作者あとがき


 主人公や物語の主要な登場人物が、過去に戻って人生を都合良くやり直すという類の話は、巷では「逆行もの」と呼ばれているらしいです。ハインラインの「夏への扉」とか、映画「バック・トゥ・ザ・フューチャー」にも通じるところがあるかもしれませんね。昔から、そういう題材は人々に好評を以って迎え入れられるようです。
 でも、基本的にこの発想って少し不幸ですよね。こういう話が好きな人って、要するに良くそういうことを考えるタイプの人間だと思うんです。「あの時こうしていたら」とか、「もう一回人生やりなおしたい」とか。
 自分の未来に希望を持てずに後ばかり振り返って、人生を改善することではなく、やり直すことを夢見る。そんな後向きな姿勢だから、人生を精一杯生きるなんてことができるはずもなく、結果的に相当つまらない道を歩むことになる。きっと、生きていてあまり楽しくないのだろうな、と思わされます。……余計なお世話でしょうけど。
 だって、自分が今までの人生でやってきたことに自信や誇りを持っていたり、またこれから胸を張れる生涯を精一杯に演出して見せようなんて思う人は、安直に逆行なんて考えないでしょうから。
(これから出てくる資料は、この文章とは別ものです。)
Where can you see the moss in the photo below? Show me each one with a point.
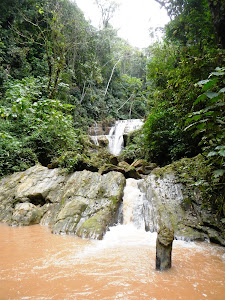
(196, 175)
(96, 225)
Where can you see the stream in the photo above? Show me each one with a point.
(35, 264)
(38, 265)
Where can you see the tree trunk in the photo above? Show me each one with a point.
(217, 9)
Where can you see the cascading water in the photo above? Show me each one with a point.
(36, 264)
(116, 133)
(133, 201)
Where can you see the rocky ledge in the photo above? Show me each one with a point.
(82, 203)
(86, 203)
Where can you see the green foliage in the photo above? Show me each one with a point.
(209, 121)
(134, 147)
(32, 127)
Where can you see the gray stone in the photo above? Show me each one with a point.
(164, 244)
(82, 203)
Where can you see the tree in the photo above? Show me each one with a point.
(217, 9)
(107, 9)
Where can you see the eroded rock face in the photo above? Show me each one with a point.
(164, 244)
(83, 203)
(167, 204)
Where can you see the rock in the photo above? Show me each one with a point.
(164, 248)
(168, 203)
(82, 203)
(129, 170)
(26, 214)
(143, 167)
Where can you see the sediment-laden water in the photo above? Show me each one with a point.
(35, 264)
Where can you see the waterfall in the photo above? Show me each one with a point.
(116, 133)
(136, 209)
(133, 204)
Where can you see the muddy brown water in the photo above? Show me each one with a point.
(35, 264)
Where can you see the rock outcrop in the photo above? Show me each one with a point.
(167, 203)
(83, 203)
(86, 203)
(164, 244)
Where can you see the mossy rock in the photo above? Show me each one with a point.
(96, 226)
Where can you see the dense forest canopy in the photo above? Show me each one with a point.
(59, 74)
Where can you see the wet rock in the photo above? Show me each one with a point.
(164, 244)
(167, 202)
(26, 214)
(143, 167)
(82, 203)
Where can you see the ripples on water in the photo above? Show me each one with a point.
(34, 264)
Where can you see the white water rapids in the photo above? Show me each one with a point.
(115, 136)
(37, 265)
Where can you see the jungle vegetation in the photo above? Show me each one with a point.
(59, 74)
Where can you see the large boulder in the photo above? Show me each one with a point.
(178, 206)
(82, 203)
(164, 244)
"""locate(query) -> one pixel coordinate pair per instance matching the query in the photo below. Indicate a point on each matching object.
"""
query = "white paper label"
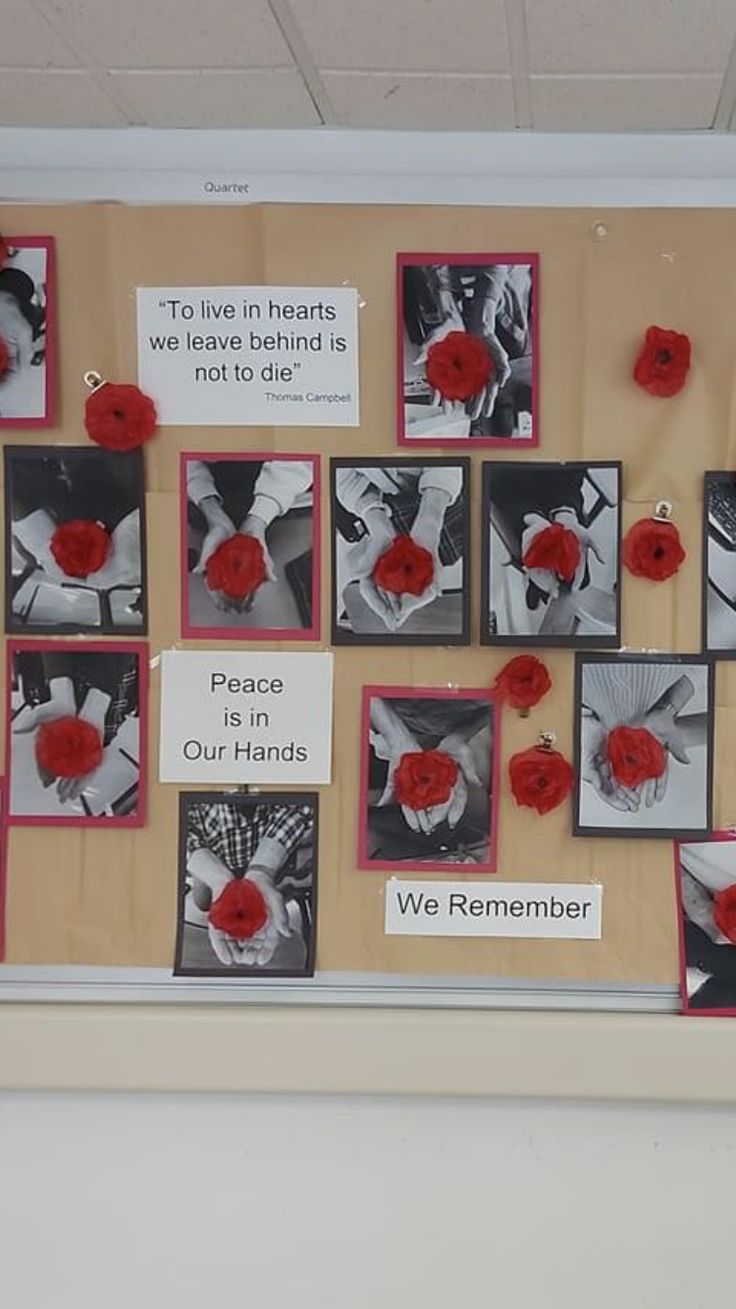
(273, 356)
(559, 910)
(245, 717)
 だから逆行ものって、夢見がちで主人公ばかりに都合が良くて、全然面白くないんだと思います。タイトルと文体が違うだけで、あとは全部同じ話ですしね。本当に、ありふれてるな――と。
 考え方によっては、逆行とは自分は自分と自信をもって胸を張れない人間の、妄想とも解釈できます。だから、それを嬉々として描く物語に本当の感動が生み出せるはずもなく、人によっては全然面白くないというのも当然の話ですよね。
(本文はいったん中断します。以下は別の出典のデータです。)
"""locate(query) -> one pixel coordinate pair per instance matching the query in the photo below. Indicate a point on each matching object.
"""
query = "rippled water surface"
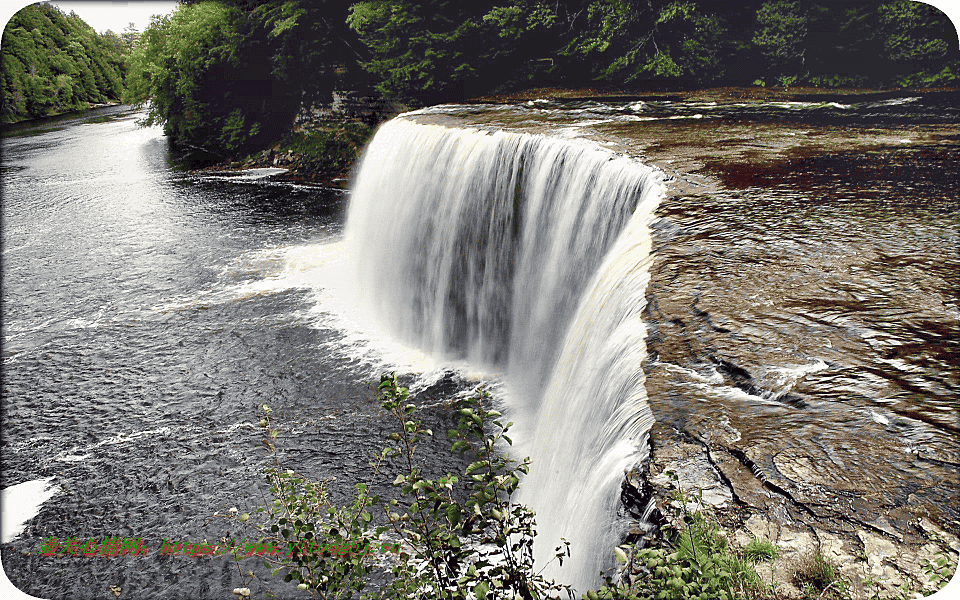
(147, 313)
(803, 296)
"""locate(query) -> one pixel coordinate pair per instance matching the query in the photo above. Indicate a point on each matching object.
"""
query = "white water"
(529, 255)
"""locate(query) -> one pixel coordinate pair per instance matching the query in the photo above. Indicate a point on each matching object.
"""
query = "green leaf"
(475, 466)
(453, 514)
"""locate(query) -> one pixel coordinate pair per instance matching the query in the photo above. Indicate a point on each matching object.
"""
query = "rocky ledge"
(879, 546)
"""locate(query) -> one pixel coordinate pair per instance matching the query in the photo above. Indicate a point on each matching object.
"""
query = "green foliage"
(780, 35)
(939, 571)
(760, 550)
(53, 63)
(818, 577)
(434, 51)
(694, 561)
(330, 149)
(459, 536)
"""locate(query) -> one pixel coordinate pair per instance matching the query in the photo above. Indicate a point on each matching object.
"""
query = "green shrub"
(459, 536)
(818, 577)
(760, 550)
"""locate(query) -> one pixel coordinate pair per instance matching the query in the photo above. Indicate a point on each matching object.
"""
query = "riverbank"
(319, 152)
(778, 252)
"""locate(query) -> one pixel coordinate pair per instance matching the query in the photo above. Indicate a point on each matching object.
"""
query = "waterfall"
(527, 255)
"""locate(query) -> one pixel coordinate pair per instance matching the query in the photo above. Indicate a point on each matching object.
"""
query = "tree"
(781, 35)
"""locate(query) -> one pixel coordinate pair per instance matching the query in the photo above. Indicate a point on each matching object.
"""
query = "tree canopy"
(230, 75)
(54, 63)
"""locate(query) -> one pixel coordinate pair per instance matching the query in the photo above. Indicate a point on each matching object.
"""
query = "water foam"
(528, 255)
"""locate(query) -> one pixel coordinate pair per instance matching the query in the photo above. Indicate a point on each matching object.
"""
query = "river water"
(802, 287)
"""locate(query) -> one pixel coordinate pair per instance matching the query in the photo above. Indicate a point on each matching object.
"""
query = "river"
(800, 290)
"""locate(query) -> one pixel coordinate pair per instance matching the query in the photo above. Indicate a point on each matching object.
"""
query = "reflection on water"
(802, 303)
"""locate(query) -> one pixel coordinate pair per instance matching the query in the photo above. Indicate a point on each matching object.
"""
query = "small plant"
(695, 561)
(817, 577)
(939, 571)
(454, 537)
(760, 550)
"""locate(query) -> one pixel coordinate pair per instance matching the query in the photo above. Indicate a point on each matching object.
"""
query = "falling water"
(527, 255)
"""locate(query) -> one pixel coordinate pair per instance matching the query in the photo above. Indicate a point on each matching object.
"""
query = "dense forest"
(54, 63)
(230, 75)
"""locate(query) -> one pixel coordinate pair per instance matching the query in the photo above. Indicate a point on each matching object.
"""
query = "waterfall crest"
(528, 255)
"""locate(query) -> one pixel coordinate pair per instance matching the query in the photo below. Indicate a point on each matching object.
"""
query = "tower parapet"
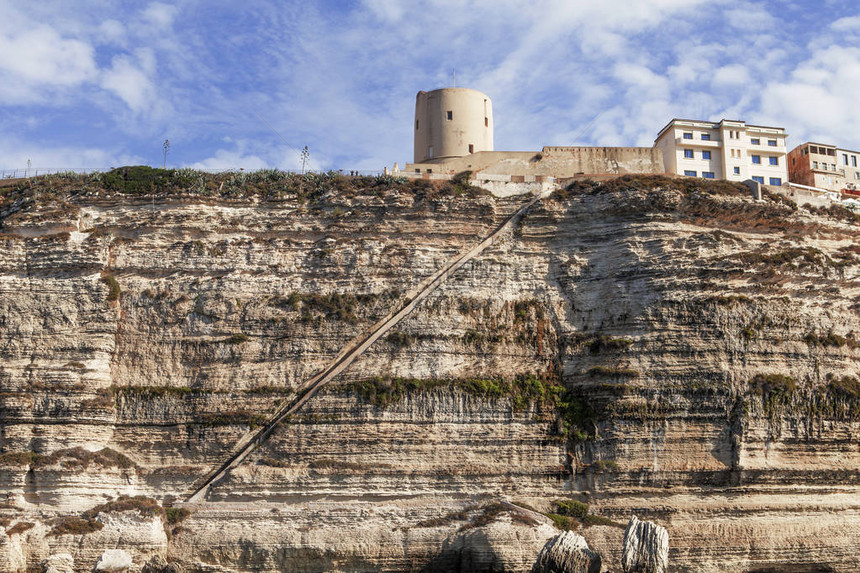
(452, 122)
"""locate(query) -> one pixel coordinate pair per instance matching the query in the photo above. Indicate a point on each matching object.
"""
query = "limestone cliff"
(669, 348)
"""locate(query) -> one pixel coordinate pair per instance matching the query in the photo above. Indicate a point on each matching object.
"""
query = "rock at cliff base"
(113, 561)
(646, 548)
(567, 553)
(59, 563)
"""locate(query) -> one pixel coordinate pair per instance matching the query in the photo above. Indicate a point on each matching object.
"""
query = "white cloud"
(732, 75)
(847, 24)
(39, 57)
(159, 15)
(130, 79)
(224, 159)
(112, 32)
(820, 98)
(15, 154)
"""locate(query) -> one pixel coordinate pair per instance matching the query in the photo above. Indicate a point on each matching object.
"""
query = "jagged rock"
(502, 545)
(646, 548)
(113, 561)
(59, 563)
(567, 553)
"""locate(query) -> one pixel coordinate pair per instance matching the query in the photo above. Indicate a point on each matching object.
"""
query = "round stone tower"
(452, 122)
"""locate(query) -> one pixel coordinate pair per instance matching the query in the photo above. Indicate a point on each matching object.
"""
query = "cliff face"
(664, 348)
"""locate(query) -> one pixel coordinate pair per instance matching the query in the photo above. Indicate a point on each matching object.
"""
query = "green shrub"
(176, 515)
(767, 384)
(142, 180)
(383, 392)
(72, 525)
(571, 508)
(113, 288)
(19, 528)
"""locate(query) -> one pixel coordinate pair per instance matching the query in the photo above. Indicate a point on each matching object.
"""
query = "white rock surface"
(114, 561)
(567, 553)
(646, 548)
(59, 563)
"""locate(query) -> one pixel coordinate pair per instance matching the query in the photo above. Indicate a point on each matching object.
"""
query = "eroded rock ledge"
(667, 348)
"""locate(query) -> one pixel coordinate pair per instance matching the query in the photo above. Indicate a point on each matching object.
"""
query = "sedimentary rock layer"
(658, 347)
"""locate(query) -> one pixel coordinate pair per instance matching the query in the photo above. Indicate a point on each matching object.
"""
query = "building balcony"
(707, 143)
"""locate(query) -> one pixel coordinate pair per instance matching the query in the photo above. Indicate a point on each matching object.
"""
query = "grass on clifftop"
(384, 392)
(265, 185)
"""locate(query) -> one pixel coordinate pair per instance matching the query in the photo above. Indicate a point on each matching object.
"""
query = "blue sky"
(102, 83)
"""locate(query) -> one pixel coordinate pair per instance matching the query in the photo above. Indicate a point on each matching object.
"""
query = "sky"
(103, 83)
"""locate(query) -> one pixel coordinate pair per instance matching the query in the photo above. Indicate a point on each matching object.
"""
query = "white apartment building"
(729, 150)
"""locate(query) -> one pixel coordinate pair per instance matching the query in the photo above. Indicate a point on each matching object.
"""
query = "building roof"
(715, 124)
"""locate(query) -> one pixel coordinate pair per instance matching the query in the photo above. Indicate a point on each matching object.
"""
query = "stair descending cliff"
(661, 347)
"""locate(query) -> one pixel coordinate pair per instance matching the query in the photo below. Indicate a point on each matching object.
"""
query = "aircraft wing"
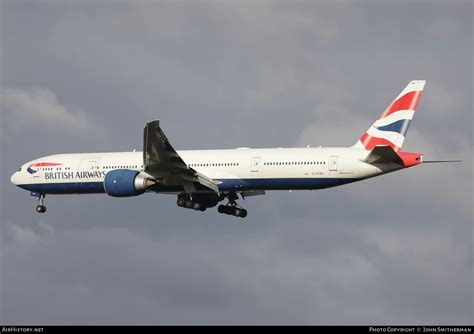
(383, 154)
(161, 161)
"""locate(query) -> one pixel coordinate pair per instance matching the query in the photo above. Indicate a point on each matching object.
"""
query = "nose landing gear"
(41, 208)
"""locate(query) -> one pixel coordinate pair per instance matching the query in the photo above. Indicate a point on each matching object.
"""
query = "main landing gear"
(232, 209)
(41, 208)
(200, 202)
(188, 203)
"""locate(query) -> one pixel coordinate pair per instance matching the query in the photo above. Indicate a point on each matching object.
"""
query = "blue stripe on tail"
(400, 126)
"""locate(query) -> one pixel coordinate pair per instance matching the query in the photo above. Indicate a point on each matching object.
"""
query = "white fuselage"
(237, 170)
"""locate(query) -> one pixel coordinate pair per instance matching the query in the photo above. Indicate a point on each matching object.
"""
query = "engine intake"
(126, 183)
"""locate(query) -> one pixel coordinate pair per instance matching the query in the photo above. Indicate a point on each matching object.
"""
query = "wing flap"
(161, 161)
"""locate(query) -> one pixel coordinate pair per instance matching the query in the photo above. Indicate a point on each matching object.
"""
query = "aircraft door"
(255, 164)
(333, 163)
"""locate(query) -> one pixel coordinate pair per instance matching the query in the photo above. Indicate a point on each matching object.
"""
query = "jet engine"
(126, 183)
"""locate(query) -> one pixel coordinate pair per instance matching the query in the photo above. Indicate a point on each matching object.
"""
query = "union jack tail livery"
(390, 129)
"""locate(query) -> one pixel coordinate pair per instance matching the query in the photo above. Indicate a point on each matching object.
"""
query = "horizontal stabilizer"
(439, 161)
(383, 154)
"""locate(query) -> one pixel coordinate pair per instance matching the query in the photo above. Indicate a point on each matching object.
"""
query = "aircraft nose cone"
(14, 178)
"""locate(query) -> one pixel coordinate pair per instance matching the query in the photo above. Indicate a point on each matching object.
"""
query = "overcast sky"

 逆行を弁護するように良く使われる「強すぎる意思」やら「魂の叫び」とやらですが、そんなものがあるなら、神の力借りて過去いく前に、つらい現実と結果を受け入れてそれでも生きていけと言いたいのは私だけでしょうか。
 確かに私も、今の記憶や知識を持ったまま小学生やりなおしたら面白いだろうなあ、なんて考えることはたまにあります。だけど、本当に逆行して人生やり直せと誰かに言われたら、きっと腹を立てることだと思います。
 満足する結果ばかりが出せたわけじゃないし、後悔したり、とりかえしのつかない間違いばかり犯してきた人生だけど、そこから覚えたこととか理解したこととかがあって、それを財産に私は今の自分を作り上げてきたわけです。それを全部なしにして、都合良くやりなおすなんて最悪の逃避だと思っています。私の目には、最も格好悪く見えます。
 輝かしい人生なんかじゃなく、結構さんざんな過去ばかりですが、それでもそれ相応の意地とかプライドとかあるものでしょう。過去を変えるより、今の自分を変える力の方が私には大事です。
 これは、そういう人間が書いた逆行の物語です。あなたの心には、なにが残ったでしょうか。